For instance, in the X222 837P transaction set, there are sixteen different
consecutive DTP
segments in Loop 2300. While the X222 implementation guide
arranges them in what appears to be a sequence, there is no restriction on
the order in which the DTP
segments occur -- they all have the same position.
Thus DTP*439
"Accident Date" can follow or preceed DTP*096
"Discharge Date",
and one or both might not be present.
clm = machine.first.
flatmap{|x| x.find(:GS) }.
flatmap{|x| x.find(:ST) }.
flatmap{|x| x.find(:HL, nil, nil, nil, "0") }.

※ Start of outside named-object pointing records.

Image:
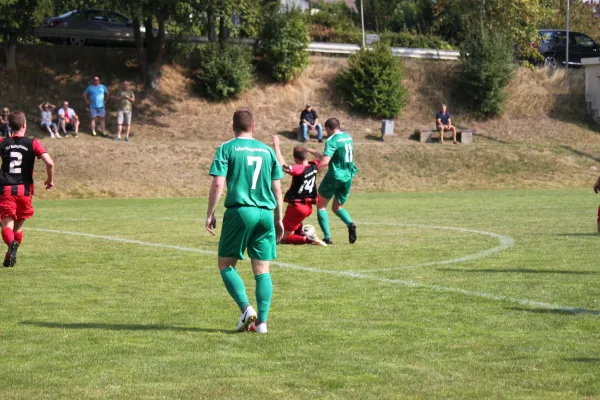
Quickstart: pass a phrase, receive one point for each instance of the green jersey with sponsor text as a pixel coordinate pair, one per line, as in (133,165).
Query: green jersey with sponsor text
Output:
(249,167)
(340,147)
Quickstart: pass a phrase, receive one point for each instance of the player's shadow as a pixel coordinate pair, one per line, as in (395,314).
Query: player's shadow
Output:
(124,327)
(521,271)
(560,311)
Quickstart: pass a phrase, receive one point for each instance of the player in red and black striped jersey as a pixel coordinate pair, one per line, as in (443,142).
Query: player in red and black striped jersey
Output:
(16,182)
(301,195)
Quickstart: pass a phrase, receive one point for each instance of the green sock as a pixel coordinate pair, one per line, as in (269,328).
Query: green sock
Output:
(264,293)
(324,223)
(235,286)
(344,216)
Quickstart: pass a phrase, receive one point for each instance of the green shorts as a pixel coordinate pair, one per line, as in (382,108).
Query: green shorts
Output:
(249,228)
(330,187)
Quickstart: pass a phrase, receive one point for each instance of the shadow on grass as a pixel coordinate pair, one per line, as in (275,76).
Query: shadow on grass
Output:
(521,271)
(580,153)
(583,359)
(560,311)
(123,327)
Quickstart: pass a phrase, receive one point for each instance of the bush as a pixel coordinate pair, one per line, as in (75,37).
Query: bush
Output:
(283,43)
(224,74)
(486,67)
(372,83)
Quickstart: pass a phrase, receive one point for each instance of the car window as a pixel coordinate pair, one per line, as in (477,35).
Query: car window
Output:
(118,18)
(584,41)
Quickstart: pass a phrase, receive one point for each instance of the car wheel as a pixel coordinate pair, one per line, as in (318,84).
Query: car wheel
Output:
(77,42)
(550,60)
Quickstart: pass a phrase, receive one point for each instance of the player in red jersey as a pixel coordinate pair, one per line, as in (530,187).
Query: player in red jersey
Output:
(597,190)
(16,182)
(301,195)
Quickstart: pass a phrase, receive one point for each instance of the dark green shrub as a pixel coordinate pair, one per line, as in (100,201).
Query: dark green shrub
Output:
(224,74)
(486,67)
(283,43)
(372,83)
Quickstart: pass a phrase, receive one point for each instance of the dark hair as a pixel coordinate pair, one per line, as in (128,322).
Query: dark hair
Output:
(16,120)
(332,123)
(243,118)
(300,153)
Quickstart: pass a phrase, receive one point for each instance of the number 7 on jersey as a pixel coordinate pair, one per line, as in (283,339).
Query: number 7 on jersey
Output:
(258,161)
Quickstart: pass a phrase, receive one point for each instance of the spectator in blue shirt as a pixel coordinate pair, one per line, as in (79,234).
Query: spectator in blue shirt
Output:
(96,96)
(443,123)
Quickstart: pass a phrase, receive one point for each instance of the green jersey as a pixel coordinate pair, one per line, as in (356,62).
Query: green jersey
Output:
(249,167)
(340,148)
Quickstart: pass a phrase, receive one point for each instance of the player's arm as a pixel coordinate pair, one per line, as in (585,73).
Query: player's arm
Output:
(216,190)
(279,155)
(49,170)
(278,211)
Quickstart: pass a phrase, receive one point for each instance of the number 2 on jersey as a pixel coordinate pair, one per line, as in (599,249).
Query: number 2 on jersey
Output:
(258,161)
(15,162)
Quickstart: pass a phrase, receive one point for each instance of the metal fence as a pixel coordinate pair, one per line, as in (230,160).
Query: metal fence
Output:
(314,47)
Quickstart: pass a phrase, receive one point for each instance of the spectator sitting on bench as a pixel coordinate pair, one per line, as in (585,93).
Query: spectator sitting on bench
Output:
(309,120)
(443,123)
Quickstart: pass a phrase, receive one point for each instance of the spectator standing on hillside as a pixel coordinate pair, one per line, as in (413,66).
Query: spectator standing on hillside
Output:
(126,98)
(4,126)
(16,182)
(309,120)
(443,122)
(68,120)
(96,96)
(46,120)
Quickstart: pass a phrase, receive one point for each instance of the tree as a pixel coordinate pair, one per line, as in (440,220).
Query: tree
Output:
(18,17)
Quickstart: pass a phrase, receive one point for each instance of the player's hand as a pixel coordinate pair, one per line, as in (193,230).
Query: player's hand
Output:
(279,230)
(211,224)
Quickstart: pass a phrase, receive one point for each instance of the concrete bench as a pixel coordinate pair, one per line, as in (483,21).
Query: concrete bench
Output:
(463,135)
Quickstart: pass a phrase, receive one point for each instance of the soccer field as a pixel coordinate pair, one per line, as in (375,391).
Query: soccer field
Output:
(489,294)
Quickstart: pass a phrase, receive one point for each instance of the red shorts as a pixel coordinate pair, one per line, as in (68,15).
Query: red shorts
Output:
(17,207)
(294,215)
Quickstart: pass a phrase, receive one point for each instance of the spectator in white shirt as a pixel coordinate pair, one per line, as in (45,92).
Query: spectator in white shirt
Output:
(68,120)
(47,124)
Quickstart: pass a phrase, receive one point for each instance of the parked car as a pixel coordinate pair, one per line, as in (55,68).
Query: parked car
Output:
(553,46)
(81,27)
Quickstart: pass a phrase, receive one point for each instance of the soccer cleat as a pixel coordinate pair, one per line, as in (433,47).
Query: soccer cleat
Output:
(247,318)
(352,233)
(318,242)
(12,253)
(260,328)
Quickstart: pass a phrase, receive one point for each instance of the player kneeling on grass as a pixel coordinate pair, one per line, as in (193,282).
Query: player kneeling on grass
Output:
(339,157)
(253,217)
(16,182)
(301,196)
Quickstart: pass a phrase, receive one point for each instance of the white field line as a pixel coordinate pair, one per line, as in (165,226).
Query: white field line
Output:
(505,242)
(349,274)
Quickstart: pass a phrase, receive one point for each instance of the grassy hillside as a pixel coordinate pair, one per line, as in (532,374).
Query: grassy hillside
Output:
(544,140)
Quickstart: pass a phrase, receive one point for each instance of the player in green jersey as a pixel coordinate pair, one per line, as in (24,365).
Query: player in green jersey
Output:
(339,157)
(252,219)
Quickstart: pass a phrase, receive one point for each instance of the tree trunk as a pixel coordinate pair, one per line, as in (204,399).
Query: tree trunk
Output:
(10,50)
(155,50)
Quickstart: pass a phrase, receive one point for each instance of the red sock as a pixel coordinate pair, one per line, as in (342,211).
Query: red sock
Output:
(8,235)
(295,239)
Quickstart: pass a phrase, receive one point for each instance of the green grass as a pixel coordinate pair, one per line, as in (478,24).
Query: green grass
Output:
(84,317)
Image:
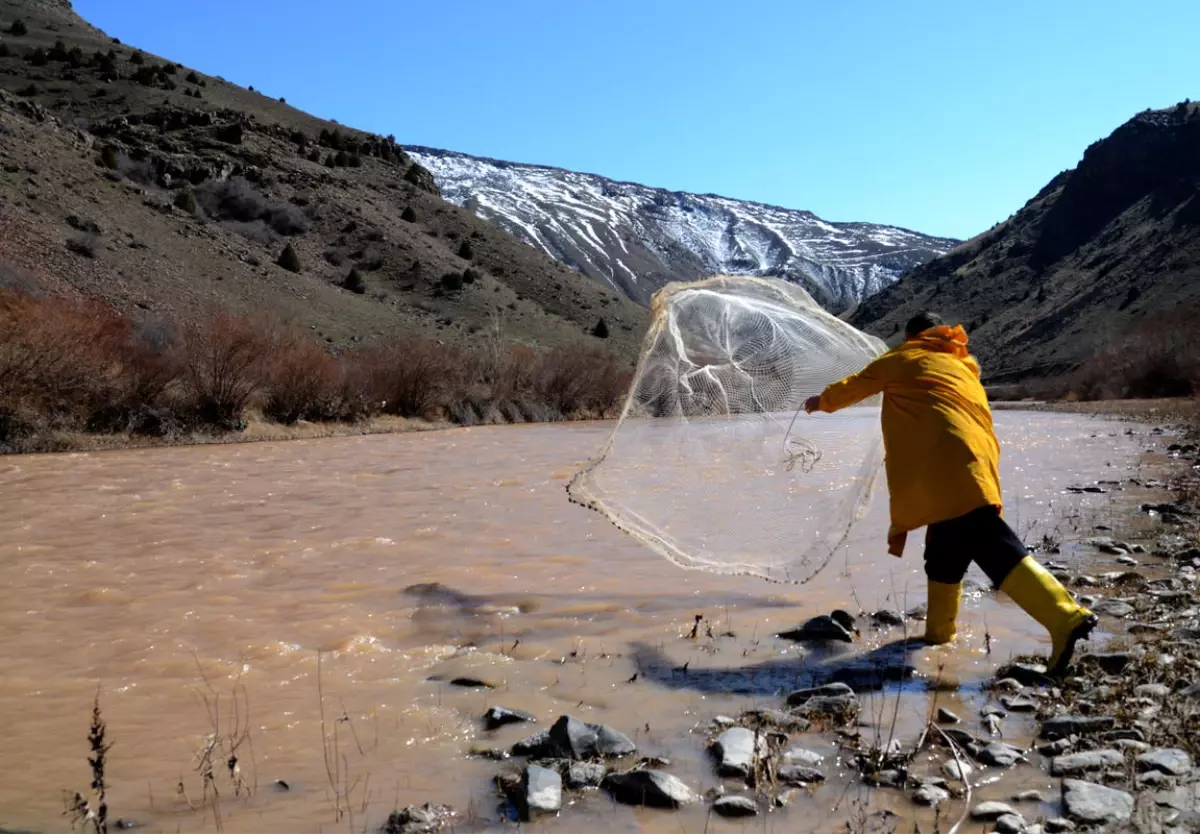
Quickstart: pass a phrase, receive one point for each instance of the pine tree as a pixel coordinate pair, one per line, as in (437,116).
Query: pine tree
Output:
(289,259)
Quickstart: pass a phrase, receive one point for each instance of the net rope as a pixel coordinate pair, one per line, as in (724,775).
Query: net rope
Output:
(712,462)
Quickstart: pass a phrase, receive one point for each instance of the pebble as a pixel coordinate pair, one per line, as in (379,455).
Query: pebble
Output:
(946,717)
(653,789)
(736,750)
(736,807)
(1075,725)
(541,792)
(993,810)
(498,717)
(1000,754)
(1078,763)
(930,795)
(955,771)
(1171,761)
(1095,804)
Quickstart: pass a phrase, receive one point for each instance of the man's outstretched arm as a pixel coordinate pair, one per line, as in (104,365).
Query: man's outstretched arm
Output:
(852,389)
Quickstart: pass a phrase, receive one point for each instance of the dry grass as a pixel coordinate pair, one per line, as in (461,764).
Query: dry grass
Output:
(78,375)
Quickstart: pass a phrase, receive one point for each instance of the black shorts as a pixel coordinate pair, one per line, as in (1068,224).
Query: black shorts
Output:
(982,537)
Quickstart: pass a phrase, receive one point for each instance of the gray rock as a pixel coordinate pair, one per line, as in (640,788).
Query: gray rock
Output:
(1171,761)
(1011,823)
(955,771)
(888,617)
(427,819)
(803,756)
(802,696)
(1029,796)
(999,754)
(736,750)
(1113,609)
(930,795)
(653,789)
(821,628)
(1114,663)
(541,792)
(1060,726)
(1019,703)
(1095,804)
(585,774)
(571,738)
(736,807)
(498,717)
(993,810)
(799,774)
(831,705)
(1078,763)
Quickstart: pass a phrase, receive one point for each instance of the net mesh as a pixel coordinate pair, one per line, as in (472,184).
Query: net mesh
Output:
(712,463)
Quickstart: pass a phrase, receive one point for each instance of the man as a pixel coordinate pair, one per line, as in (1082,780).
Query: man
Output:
(943,473)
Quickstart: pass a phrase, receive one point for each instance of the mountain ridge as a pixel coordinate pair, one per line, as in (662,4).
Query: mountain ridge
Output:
(655,235)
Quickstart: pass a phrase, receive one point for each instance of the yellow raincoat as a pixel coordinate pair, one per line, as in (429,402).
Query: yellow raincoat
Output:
(942,456)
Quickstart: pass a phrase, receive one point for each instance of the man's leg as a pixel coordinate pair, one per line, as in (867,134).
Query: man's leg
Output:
(946,564)
(1007,563)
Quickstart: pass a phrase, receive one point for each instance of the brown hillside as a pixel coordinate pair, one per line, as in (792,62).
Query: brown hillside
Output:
(1099,251)
(130,179)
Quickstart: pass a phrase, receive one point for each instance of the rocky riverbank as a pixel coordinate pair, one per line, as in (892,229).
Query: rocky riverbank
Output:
(1116,741)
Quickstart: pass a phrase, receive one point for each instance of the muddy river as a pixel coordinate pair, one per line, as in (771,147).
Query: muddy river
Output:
(196,588)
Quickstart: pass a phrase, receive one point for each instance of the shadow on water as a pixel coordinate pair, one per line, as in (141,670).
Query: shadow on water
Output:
(826,663)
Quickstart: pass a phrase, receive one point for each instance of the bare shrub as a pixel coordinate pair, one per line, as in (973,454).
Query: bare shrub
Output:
(1158,358)
(226,361)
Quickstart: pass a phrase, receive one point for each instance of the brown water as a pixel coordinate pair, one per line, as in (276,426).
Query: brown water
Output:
(169,579)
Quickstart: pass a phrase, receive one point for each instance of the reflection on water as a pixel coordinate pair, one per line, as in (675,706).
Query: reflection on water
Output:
(413,561)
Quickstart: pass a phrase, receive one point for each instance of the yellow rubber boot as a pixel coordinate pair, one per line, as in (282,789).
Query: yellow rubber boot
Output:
(942,615)
(1044,599)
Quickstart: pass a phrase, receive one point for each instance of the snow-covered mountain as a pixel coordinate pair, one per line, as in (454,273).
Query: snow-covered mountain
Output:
(637,238)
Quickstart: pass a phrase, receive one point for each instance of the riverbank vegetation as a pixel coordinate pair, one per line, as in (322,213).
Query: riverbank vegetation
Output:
(81,375)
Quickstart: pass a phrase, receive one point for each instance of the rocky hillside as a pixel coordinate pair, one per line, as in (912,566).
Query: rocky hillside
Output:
(635,239)
(163,191)
(1101,249)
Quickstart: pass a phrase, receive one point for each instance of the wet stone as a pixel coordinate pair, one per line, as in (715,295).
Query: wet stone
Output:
(803,756)
(1000,754)
(653,789)
(799,774)
(736,750)
(1113,663)
(1011,823)
(993,810)
(822,628)
(1061,726)
(736,807)
(1113,609)
(585,774)
(499,717)
(802,696)
(1078,763)
(930,795)
(1019,703)
(1095,804)
(1171,761)
(541,792)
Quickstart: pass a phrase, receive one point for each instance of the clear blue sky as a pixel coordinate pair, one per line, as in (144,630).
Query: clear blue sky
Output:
(940,115)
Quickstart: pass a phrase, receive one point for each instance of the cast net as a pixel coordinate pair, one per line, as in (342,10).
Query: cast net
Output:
(713,463)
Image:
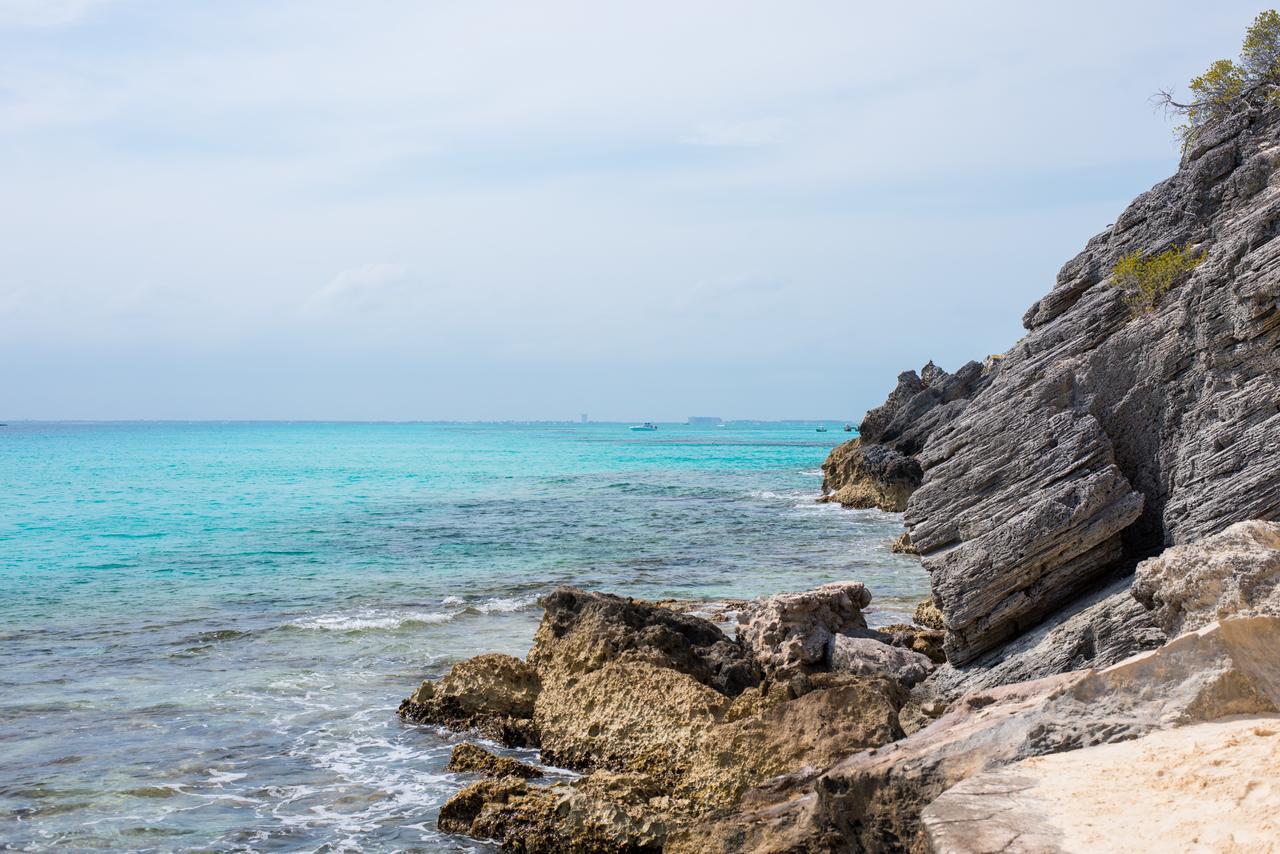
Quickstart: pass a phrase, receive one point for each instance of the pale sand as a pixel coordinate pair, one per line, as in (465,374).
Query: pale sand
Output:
(1206,788)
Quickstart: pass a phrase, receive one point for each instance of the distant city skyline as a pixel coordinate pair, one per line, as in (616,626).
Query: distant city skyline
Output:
(489,211)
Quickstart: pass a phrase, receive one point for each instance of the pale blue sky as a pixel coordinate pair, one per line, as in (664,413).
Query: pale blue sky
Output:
(487,210)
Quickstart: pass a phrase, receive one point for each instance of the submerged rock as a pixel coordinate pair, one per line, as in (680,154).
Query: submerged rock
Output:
(584,631)
(869,657)
(1189,789)
(475,759)
(792,631)
(872,800)
(492,694)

flatmap{|x| x.find(:CLM) }
clm. # Wrong: this assumes DTP*439 occurs before DTP*096
flatmap{|x| x.find(:DTP, "439") }.tap{|x| puts "accident ..." }
flatmap{|x| x.find(:DTP, "096") }.tap{|x| puts "discharge ..." }
# Correct: no order is assumed among the DTP segments
clm.flatmap{|x| x.find(:DTP, "439") }.tap{|x| puts "accident ..." }
clm.flatmap{|x| x.find(:DTP, "096") }.tap{|x| puts "accident ..." }
In general, siblings following the first segment in a purely syntactic node,
like a table, loop, or envelope structure cannot exist unless the syntactic node
exists -- and the syntactic node cannot exist unless an entry segment from the
definition of that node occurs. With few exceptions, the entry segment of a
syntactic node is the first segment in its definition. Therefore, the 2300 DTP
segments cannot exist unless the 2300 CLM
segment occurs; that is why it is
best to save the CLM
position and use it as a starting point.
Non-determinism
Certain sequences of input segments can be described by more than one parse
tree. Often these sequences are malformed. For instance, in an X222 837P
transaction, an HL
segment that has an empty HL03
qualifier could
potentially be the HL
segment describing the "Billing Provider Detail",
"Subscriber Detail", or "Patient Detail". In this case the parser will construct
three parse trees: one for each possibility. The parser will respond to
#deterministic?
with false
when it is in a non-deterministic state.
In a non-determistic state, methods that normally return a single node will
return Either.failure("non-deterministic state")
. These are #segment
,
#element
, and #zipper
. Traversal methods, however, like #next
#first
, #last
, #find
, and #parent
, operate on
each parse tree in parallel.
These traversal methods will position the parser on parallel segments within
each parse tree. To use the HL
example again, the parser would point to
each tree's version of the HL
segment, one named "Patient Detail", one named
"Bililng Provider Detail", and another named "Subscriber Detail". These segments
all have the same element values, but have a different meaning.